All payment obligations are governed by the Payment – Terms & Conditions published at empreusitsupport.com.au/payment-terms-and-conditions, which are incorporated by reference. This includes invoicing, due dates, payment methods, direct debit, late payment interest and penalties, disputed invoices, debt recovery, and fee adjustments.

Termination of this Service Schedule is governed by the Termination – Terms & Conditions published at empreusitsupport.com.au/termination-terms-conditions, which are incorporated by reference.

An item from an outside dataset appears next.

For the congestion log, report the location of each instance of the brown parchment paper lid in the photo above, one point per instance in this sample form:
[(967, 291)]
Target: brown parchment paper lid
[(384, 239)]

This includes termination by the Provider (for non-payment, material breach, misuse, or insolvency), termination by the Client (for convenience with 30 days’ notice, or for uncured material breach by the Provider), early termination costs, automatic renewal, post-termination services, and the Provider’s retention of rights.

13.1 Relationship to MSA

This Service Schedule supplements and forms part of the Master Services Agreement. All terms of the MSA (including the Director’s Guarantee, Governing Law and Dispute Resolution, and Privacy Policy reference) apply to this Service Schedule as if set out in full herein.

13.2 Cross-References

This Service Schedule is subject to the following Empreus IT Support legal documents, all of which are incorporated by reference:

(a)   Master Services Agreement (EMPREUS-MSA-001)

(a)   Payment – Terms & Conditions (empreusitsupport.com.au/payment-terms-and-conditions)

(a)   Termination – Terms & Conditions (empreusitsupport.com.au/termination-terms-conditions)

(a)   Quote – Terms & Conditions (empreusitsupport.com.au/quote-terms-conditions)

(a)   Privacy Policy (empreusitsupport.com.au/privacy-policy)

13.3 Amendments

No modification to this Service Schedule shall be valid unless made in writing and signed by both parties.

13.4 Severability

If any provision of this Service Schedule is found to be unenforceable, the remaining provisions shall remain in full force and effect.

13.5 Entire Agreement

This Service Schedule, together with the MSA and all incorporated documents, constitutes the entire agreement between the parties regarding the Managed IT Services described herein and supersedes all prior agreements, representations, and understandings on this subject matter.